I don’t know if anybody else feels this, but most anime comedy is kind of stressful to watch. Pacing isn’t exactly what people watch comedy adaptations for, but the mitigation of horribly-timed jokes is something that shitty comedy adaptations still sorely neglect. While I wouldn’t say that these two particular shows start off particularly well, they’re still head and shoulders above what we usually get, either because their content is well-paced, or because it shortens the runtime to give the audience a breather. Neither are Comedy Jesus, but they’re not Kill Me Baby, the Comedy Antichrist either.
Muromi-san commits the cardinal sin of thinking it’s the second coming of Comedy Jesus right off the bat, with characters talking at light speed and a mermaid hitting on the boring main character because he looked at her tail to the point that it all comes across as the re-enaction of a run-on sentence, much like this one. For what it’s worth though, most of its attempts at comedy actually threaten to work, especially the ones involving talking jellyfish, and Muromi intentionally letting herself be stung by them for a cheap thrill. Hell, Muromi works as a blatant metaphor for addiction, if anybody wants subtext out of their mermaid druggie shows. If it were a full 23 minute episode, it’d be way too much to digest in one sitting. As it is though, with fifteen minutes of reasonable zaniness, it’s just palatable enough to earn a pass.
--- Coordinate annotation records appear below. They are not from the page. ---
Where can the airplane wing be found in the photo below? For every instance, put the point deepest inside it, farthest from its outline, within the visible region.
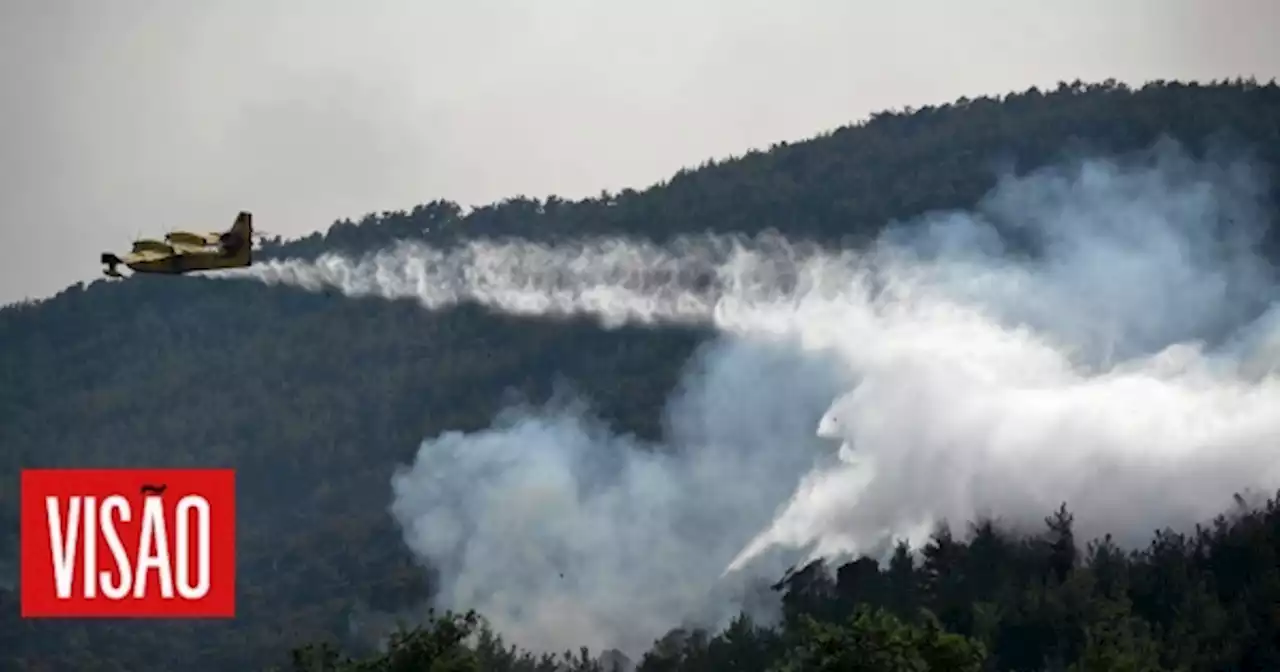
(192, 240)
(144, 255)
(186, 247)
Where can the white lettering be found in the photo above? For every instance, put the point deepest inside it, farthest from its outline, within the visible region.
(154, 551)
(63, 548)
(202, 561)
(113, 542)
(90, 547)
(87, 519)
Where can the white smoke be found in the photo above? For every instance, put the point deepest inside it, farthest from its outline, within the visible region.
(1125, 369)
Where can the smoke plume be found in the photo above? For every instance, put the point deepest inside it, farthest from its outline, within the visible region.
(1119, 359)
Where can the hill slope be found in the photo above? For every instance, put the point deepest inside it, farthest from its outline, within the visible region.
(316, 398)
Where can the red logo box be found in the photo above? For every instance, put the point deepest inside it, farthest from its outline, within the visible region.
(128, 543)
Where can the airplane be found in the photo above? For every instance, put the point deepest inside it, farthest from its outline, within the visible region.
(184, 251)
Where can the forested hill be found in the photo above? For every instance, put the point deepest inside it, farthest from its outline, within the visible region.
(315, 400)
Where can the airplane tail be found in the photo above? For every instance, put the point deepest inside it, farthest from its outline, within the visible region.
(240, 238)
(243, 225)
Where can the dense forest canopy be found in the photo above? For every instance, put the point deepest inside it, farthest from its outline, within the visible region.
(316, 400)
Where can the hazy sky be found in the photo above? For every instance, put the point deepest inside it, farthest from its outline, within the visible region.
(133, 117)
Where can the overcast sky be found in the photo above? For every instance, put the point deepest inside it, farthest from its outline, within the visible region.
(133, 117)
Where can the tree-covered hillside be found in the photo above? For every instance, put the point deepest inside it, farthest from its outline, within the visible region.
(315, 400)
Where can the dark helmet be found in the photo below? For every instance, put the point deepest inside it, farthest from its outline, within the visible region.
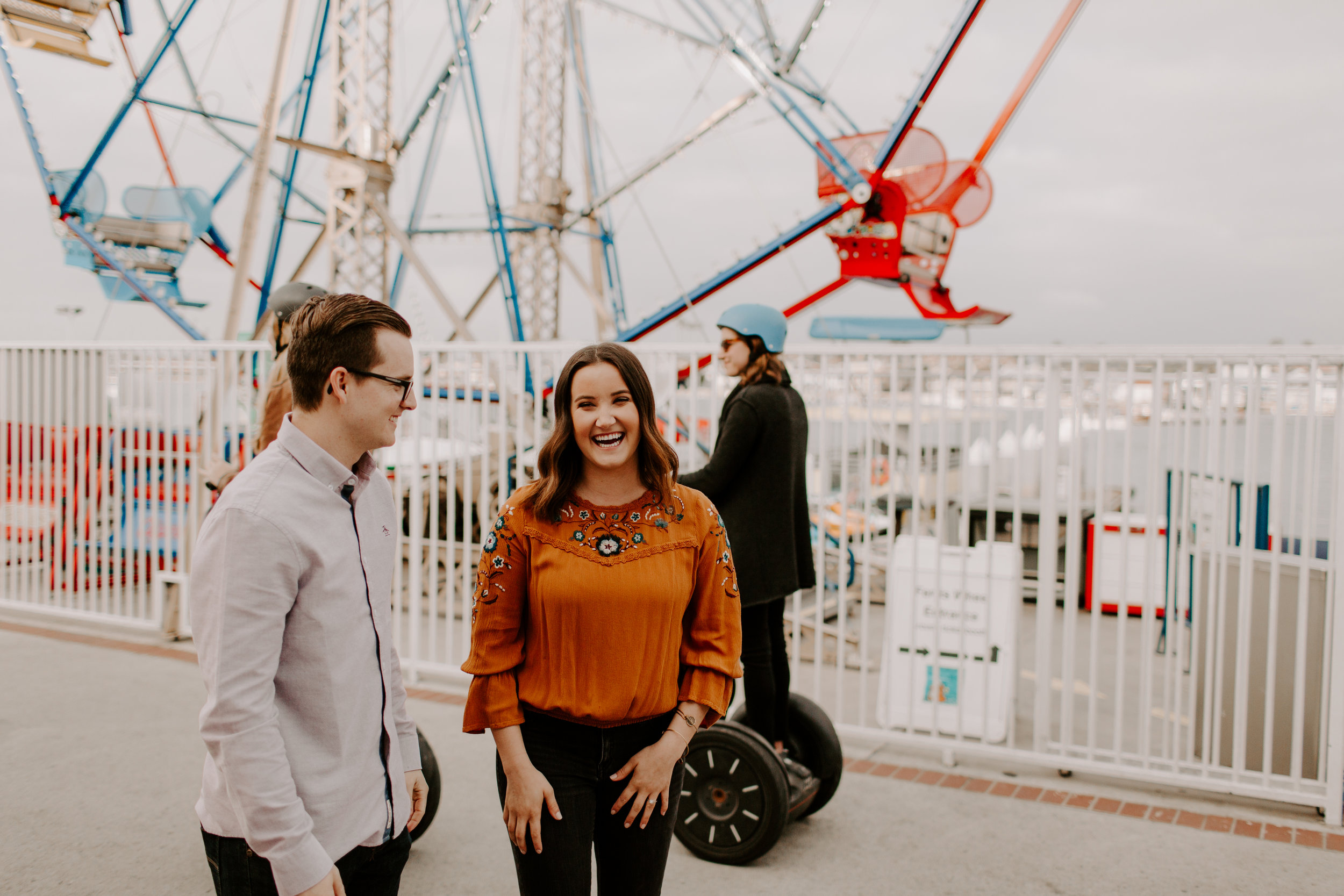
(291, 297)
Compared to normal 4koma shit, Yuyushiki’s like an overdose of morphine that gradually saps away all stress—a soothing bath after a plunge in the North Atlantic. It’s a bit Nichijou here (improbable physics), a little Kill Me Baby there (two bokes for every tsukkomi), and with a touch of Yuru Yuri added in for good measure, but it manages to avoid the former two’s penchant for joke overdose while making what little content it has actually impactful. In the end, it knows that it isn’t the next Azumanga Daioh, and that it won’t die if it doesn’t make a joke every three seconds. Ironically, this knowledge of its limitations makes it the first 4koma adaptation that I’ve liked in quite awhile. Ultimately, it’s inoffensive and easily skippable, but is oddly endearing for that fact.